Step Up Step Back Exercise

Gradually work up to three sets of six to eight reps.
Step up step back exercise. Step backward and lunge back with the right foot. Move slowly and with control. Depress and retract your scapulae pull shoulders down and back. Make sure your foot is planted entirely on the step.
Place the right foot entirely on the step. Keep the right heel planted on the platform. Breathe in and then slowly lower your left foot to the floor. Attempt to avoid shrugging your shoulder upwards.
To perform the exercise start by standing on the side of the step facing sideways. Find a platform or box. Find something that is stable and not going to move out from under you when you step up onto it. Next slowly lower the unaffected leg down off the side of the step and lightly touch the heel to the floor.
Raise the left knee as you pivot on the ball of the right foot. Tighten your core and place your left foot flat on the step while keeping your spine straight. When you re doing step ups keep your back straight and your abdominal muscles nice and tight. When you step up alternate your lead foot each time.
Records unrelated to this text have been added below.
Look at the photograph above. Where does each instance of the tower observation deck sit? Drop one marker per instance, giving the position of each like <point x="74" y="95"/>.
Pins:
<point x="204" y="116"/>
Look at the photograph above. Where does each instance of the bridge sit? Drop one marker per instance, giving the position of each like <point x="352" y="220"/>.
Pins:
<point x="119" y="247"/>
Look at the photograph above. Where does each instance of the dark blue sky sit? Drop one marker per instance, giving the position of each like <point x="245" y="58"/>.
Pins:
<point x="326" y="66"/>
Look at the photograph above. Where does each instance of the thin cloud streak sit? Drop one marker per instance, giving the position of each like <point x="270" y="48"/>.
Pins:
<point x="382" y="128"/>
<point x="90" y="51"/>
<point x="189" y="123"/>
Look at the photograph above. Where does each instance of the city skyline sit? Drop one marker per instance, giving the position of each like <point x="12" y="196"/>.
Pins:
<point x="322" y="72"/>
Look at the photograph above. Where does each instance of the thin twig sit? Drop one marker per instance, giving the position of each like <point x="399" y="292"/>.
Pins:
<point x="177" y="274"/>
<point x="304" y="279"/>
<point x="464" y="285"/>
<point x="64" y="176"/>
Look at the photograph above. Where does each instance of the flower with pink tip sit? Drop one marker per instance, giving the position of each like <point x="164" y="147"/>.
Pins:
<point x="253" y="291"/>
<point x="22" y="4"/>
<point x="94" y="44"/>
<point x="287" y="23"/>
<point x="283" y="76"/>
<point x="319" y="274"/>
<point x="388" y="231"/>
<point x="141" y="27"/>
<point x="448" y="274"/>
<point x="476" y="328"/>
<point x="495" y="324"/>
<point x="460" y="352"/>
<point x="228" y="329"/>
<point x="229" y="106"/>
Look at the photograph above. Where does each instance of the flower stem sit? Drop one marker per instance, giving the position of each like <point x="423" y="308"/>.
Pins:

For this exercise your form is more important than the step height. With your hands at your sides and feet pointed straight ahead about hip distance apart simply step up onto the box with the right foot. Step the left foot back. Learn how to do barbell step up exercises in this strength training video.
Step ups are good exercises for building strength and endurance in your legs. Shift your weight onto the left foot. Let your leading leg do the work. Stand with your feet parallel about hip width apart while holding dumbbells in your hands with palms facing inwards.
Don t push off the floor with your trailing leg. Start with the first variation. Pause whenever you need to. How to do step ups properly.
Start with both feet on top of a step. If that feels good try the next variation and so on. Stand sideways and step up with the right foot. It s fine to start with a low step height as well.